ExtrudeNet: Unsupervised Inverse Sketch-and-Extrude for Shape Parsing
- URL: http://arxiv.org/abs/2209.15632v1
- Date: Fri, 30 Sep 2022 17:58:11 GMT
- Title: ExtrudeNet: Unsupervised Inverse Sketch-and-Extrude for Shape Parsing
- Authors: Daxuan Ren, Jianmin Zheng, Jianfei Cai, Jiatong Li, and Junzhe Zhang
- Abstract summary: This paper studies the problem of learning the shape given in the form of point clouds by inverse sketch-and-extrude.
We present ExtrudeNet, an unsupervised end-to-end network for discovering sketch and extrude from point clouds.
- Score: 46.778258706603005
- License: http://creativecommons.org/licenses/by/4.0/
- Abstract: Sketch-and-extrude is a common and intuitive modeling process in computer
aided design. This paper studies the problem of learning the shape given in the
form of point clouds by inverse sketch-and-extrude.
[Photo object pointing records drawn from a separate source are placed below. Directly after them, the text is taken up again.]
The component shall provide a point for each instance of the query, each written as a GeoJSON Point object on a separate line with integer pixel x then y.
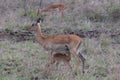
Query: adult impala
{"type": "Point", "coordinates": [65, 44]}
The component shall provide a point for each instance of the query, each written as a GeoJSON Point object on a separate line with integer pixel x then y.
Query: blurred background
{"type": "Point", "coordinates": [96, 21]}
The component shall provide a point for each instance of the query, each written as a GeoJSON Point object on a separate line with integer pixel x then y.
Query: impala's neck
{"type": "Point", "coordinates": [39, 35]}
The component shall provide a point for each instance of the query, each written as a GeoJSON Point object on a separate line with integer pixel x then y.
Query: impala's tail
{"type": "Point", "coordinates": [83, 61]}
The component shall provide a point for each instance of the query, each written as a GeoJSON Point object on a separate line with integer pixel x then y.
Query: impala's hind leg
{"type": "Point", "coordinates": [74, 53]}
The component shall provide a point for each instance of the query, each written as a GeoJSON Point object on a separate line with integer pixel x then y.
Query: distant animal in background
{"type": "Point", "coordinates": [60, 7]}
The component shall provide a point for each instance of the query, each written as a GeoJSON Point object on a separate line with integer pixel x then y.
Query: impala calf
{"type": "Point", "coordinates": [63, 44]}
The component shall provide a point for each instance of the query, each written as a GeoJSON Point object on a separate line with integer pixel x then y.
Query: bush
{"type": "Point", "coordinates": [114, 12]}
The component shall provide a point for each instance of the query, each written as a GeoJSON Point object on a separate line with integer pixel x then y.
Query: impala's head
{"type": "Point", "coordinates": [36, 25]}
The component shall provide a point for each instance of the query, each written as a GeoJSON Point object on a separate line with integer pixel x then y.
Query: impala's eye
{"type": "Point", "coordinates": [40, 20]}
{"type": "Point", "coordinates": [34, 25]}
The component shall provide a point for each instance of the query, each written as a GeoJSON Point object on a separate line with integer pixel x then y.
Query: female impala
{"type": "Point", "coordinates": [63, 44]}
{"type": "Point", "coordinates": [60, 7]}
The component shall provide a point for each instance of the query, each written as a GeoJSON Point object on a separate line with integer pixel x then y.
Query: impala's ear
{"type": "Point", "coordinates": [39, 20]}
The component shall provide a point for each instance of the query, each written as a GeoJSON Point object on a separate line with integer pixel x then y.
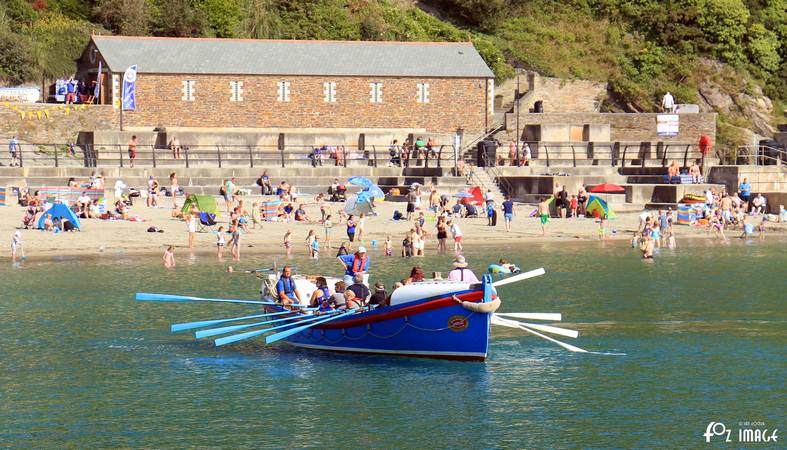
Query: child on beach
{"type": "Point", "coordinates": [327, 225]}
{"type": "Point", "coordinates": [288, 242]}
{"type": "Point", "coordinates": [359, 228]}
{"type": "Point", "coordinates": [169, 257]}
{"type": "Point", "coordinates": [602, 232]}
{"type": "Point", "coordinates": [255, 215]}
{"type": "Point", "coordinates": [457, 233]}
{"type": "Point", "coordinates": [220, 243]}
{"type": "Point", "coordinates": [16, 244]}
{"type": "Point", "coordinates": [315, 247]}
{"type": "Point", "coordinates": [235, 242]}
{"type": "Point", "coordinates": [574, 204]}
{"type": "Point", "coordinates": [309, 241]}
{"type": "Point", "coordinates": [351, 226]}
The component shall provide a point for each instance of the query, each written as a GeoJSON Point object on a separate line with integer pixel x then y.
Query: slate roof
{"type": "Point", "coordinates": [282, 57]}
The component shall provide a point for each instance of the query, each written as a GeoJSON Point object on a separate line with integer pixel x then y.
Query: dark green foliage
{"type": "Point", "coordinates": [16, 62]}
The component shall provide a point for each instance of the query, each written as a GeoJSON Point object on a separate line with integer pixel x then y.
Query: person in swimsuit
{"type": "Point", "coordinates": [543, 214]}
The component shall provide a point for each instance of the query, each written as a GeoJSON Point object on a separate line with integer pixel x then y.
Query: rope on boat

We present ExtrudeNet, an
unsupervised end-to-end network for discovering sketch and extrude from point
clouds. Behind ExtrudeNet are two new technical components: 1) an effective
representation for sketch and extrude, which can model extrusion with freeform
sketches and conventional cylinder and box primitives as well; and 2) a
numerical method for computing the signed distance field which is used in the
network learning. This is the first attempt that uses machine learning to
reverse engineer the sketch-and-extrude modeling process of a shape in an
unsupervised fashion. ExtrudeNet not only outputs a compact, editable and
interpretable representation of the shape that can be seamlessly integrated
into modern CAD software, but also aligns with the standard CAD modeling
process facilitating various editing applications, which distinguishes our work
from existing shape parsing research. Code is released at
https://github.com/kimren227/ExtrudeNet.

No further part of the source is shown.